Update: SHC now seems to work with Spark 2 and the Table API. See https://github.com/GoogleCloudPlatform/cloud-bigtable-examples/tree/master/scala/bigtable-shc
Original answer:
I don't believe any of these (or any other existing connector) will do all that you would like today.
- spark-hbase will probably the right solution when it is release (HBase 1.4?), but currently only builds at head and is still working on Spark 2 support.
- spark-hbase-connector only seems to support RDD APIs, but since they are more stable, might be somewhat helpful.
- hortonworks-spark/shc probably won't work because I believe it only supports Spark 1 and uses the older HTable APIs which do not work with BigTable.

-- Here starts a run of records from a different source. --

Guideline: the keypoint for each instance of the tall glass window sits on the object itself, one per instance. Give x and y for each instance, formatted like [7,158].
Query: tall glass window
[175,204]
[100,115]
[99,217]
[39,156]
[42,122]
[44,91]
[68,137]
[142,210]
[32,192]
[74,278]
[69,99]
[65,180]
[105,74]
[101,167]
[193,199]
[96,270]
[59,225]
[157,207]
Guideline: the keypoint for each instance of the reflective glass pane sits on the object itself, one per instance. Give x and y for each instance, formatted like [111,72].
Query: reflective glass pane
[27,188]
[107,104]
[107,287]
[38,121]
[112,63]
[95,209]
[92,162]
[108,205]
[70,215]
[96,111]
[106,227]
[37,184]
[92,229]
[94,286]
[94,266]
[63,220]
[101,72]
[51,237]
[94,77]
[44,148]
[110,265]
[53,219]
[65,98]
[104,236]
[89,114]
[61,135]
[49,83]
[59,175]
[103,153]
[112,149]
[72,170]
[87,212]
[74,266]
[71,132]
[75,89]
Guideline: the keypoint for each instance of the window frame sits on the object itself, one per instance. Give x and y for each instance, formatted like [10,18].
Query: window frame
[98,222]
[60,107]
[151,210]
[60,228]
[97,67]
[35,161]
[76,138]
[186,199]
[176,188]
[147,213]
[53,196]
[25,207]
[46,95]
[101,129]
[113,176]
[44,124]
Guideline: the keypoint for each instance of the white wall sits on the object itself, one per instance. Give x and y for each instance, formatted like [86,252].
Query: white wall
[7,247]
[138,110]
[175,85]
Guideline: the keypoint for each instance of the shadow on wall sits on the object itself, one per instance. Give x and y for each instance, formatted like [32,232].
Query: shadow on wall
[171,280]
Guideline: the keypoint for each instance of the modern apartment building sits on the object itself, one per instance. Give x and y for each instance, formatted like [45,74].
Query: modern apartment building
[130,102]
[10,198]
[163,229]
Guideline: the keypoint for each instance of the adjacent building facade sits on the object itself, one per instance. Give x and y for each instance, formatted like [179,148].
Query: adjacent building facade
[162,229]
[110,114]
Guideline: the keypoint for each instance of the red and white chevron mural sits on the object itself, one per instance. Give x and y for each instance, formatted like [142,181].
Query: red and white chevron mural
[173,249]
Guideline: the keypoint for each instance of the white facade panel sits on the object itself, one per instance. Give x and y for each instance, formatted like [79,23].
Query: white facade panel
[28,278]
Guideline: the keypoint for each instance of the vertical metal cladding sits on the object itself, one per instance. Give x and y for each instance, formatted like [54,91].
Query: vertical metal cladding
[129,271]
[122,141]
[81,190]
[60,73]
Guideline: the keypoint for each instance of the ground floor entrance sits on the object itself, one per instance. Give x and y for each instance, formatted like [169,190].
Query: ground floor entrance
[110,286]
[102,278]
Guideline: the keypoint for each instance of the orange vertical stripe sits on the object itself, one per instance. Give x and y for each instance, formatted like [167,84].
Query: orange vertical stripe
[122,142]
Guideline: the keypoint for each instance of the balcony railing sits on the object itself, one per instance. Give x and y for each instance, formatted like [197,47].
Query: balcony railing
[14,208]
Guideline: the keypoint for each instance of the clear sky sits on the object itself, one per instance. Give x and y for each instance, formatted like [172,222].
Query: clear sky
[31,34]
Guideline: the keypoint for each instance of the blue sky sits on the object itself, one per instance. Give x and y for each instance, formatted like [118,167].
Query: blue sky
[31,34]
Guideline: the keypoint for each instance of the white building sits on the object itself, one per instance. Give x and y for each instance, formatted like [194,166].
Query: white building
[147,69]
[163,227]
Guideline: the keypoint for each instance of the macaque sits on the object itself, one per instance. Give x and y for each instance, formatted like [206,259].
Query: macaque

I would recommend just using HBase MapReduce APIs with RDD methods like newAPIHadoopRDD (or possibly the spark-hbase-connector?). Then manually convert RDDs into DataSets. This approach is a lot easier in Scala or Java than Python.
This is an area that the HBase community is working to improve and Google Cloud Dataproc will incorporate those improvements as they happen.
spark.sparkContext.newAPIHadoopRDD(config, classOf[TableInputFormat],classOf[ImmutableBytesWritable],classOf[Result])
. How should I use this API for bulk writes ? – Harkins